Right now if a charity or community holds an event, it risks breaking the law, getting fined up to £20,000 or jail – just because of the enormity of paperwork and red tape!

Imagine how many charities and communities just give up? How many feel it's not worthwhile, or are fearful of the penalties they may face if they get the forms wrong???

We want to see all this replaced with a simple licence as follows.

• ‘universal licence’, for simple, low risk, and relatively small events.

• not limited to a single event but a general permission for small groups to operate within certain restrictions and parameters.

• Ideally, such a licence would be:
1. Available for free, or at a low cost;
2. Permanent or cover a generous time period;
3. For up to 1500 people - to cover normal community sized events;
4. Linked to the organisation such as church, club, WI or community group, as opposed to an individual;
5. Flexible, allowing multiple small events at short notice, not just for a specific event.

• Enforcement would simply involve the licence being immediately withdrawn were it misused.

Lets *encourage* people to hold community events rather than put them off through fear of law-breaking, fines and/or jail!

PRESS RELEASE Saturday 04-Jul-2009

Press release issued 4th July 2009 for immediate use

Charities lose £thousands unless people break the law

A Devon man is to challenge the event licensing processes that he claims are stifling charities and community group fundraising.

Richard Searight of Tavistock wants to see an end to the crippling legal regulations that people face when putting on a fundraising event. He proposes replacing the myriad of forms and fines that usually put people off holding events, with a simple permanent license.

Richard claims that paperwork and forms are now are required for everything from charging for glass of wine in church, to running the village dog show.

To illustrate the issue, his plan is to run legal protest events run all over the UK when charity cheques will to be torn up. He said: “If the money goes to any good causes the organisers could face fines up to £20,000 or 6 months in prison! Basic premise ‘If it’s useless it’s legal’”

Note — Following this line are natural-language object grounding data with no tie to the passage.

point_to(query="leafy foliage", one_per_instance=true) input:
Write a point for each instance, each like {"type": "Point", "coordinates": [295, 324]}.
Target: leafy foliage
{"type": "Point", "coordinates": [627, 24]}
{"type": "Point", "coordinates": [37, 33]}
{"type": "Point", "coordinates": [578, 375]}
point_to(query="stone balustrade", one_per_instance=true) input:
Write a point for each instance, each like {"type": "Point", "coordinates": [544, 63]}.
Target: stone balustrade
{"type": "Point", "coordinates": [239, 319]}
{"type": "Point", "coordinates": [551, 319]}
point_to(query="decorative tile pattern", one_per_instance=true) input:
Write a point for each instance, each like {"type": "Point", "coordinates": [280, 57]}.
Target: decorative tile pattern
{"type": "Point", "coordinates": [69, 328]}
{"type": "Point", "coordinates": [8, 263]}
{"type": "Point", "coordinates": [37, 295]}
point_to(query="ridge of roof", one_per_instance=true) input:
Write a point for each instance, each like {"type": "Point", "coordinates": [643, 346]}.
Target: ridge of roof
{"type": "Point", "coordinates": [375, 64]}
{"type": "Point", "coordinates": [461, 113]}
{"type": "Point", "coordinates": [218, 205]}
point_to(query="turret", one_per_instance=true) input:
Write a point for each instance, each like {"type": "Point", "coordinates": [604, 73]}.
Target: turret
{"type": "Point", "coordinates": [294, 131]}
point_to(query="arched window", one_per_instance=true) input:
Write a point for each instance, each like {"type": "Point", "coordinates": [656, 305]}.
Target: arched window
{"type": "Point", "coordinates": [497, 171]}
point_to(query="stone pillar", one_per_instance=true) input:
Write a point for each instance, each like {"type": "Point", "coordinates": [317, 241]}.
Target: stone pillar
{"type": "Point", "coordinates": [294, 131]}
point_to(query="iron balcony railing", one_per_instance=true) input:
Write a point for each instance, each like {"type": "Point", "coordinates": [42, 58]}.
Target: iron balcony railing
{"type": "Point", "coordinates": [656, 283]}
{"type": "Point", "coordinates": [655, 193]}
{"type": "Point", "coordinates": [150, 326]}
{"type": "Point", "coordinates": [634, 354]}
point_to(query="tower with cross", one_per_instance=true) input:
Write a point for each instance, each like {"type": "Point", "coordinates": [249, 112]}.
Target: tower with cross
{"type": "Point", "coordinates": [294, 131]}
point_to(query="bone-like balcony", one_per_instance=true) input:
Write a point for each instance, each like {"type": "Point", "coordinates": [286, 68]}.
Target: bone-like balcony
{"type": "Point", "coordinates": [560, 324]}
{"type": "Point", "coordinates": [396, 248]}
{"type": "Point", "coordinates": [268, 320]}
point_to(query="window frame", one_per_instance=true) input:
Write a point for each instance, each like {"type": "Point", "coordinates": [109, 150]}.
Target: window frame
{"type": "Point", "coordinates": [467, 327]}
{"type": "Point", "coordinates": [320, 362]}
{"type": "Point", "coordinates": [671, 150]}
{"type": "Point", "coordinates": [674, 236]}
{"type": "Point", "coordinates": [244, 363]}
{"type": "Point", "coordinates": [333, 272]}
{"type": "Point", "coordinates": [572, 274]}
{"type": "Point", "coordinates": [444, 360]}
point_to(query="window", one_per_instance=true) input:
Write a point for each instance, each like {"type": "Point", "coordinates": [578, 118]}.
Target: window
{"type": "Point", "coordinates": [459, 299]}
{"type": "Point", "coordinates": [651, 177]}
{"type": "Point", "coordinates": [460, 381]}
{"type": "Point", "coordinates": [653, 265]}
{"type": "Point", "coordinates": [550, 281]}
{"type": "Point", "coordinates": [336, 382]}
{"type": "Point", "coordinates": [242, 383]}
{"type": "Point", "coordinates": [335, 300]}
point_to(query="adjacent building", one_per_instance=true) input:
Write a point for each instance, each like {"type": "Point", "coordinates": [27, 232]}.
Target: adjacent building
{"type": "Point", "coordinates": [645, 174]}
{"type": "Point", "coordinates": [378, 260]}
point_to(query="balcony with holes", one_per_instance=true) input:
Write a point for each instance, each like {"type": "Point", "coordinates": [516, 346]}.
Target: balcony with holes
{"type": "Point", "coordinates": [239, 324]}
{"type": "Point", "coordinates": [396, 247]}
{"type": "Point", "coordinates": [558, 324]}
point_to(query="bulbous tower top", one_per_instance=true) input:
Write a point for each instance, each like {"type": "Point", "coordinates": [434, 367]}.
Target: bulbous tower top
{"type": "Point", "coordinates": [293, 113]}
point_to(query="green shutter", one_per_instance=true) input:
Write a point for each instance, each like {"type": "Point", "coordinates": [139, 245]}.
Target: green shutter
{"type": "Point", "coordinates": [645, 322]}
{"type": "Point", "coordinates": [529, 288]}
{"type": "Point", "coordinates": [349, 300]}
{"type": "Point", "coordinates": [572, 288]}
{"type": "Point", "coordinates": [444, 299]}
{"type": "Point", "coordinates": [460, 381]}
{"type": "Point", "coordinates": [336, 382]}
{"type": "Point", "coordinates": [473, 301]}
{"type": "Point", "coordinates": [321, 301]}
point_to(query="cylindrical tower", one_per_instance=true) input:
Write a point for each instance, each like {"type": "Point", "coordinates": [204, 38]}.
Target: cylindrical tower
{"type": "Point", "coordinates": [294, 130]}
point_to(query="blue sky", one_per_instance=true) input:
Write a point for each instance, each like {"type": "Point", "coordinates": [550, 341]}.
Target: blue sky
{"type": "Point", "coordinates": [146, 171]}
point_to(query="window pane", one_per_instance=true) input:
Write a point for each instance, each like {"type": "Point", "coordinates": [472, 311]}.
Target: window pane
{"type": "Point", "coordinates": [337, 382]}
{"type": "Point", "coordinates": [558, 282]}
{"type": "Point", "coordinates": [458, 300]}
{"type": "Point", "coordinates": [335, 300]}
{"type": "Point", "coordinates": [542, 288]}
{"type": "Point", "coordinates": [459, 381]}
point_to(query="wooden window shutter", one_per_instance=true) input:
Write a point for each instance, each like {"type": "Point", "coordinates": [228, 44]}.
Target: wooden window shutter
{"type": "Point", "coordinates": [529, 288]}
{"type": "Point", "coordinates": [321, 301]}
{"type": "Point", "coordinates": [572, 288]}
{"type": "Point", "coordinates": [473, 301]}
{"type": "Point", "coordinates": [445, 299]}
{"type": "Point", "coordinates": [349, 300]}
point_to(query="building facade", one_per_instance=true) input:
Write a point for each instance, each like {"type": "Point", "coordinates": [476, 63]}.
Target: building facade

The first of these mass-cheque-tear-up events will be held in Devon on 5th, 6th and 7th July to demonstrate how the back-breaking legislation process is preventing a simple fundraising activity.

Richard Searight of Tavistock, organiser of the first event said: “Last summer we tried to create a fantastic community building event but it was destroyed by the regulations, licenses and miles of red tape. It was then that I realised the same legislation is killing thousands perhaps tens of thousands of other community events every year. For example, organisations like Christian Aid have to create specific legislation every year in order just to run Christian Aid week legally.”

“Local communities don’t have that privilege. If they want to sell a glass of wine at the back of church, play ‘My Way’ over the sound system, put on a panto, have a firework party with refreshments … they have to get multiple licenses – or dodge around them – or simply break the law. An example of what communities do NOT want to apply for is the ten page Temporary Events Notice license form (http://www.hart.gov.uk/tens_form.pdf ) - and / or be subject to a £20,000 fine or 6 months in prison if they fill it in wrong!”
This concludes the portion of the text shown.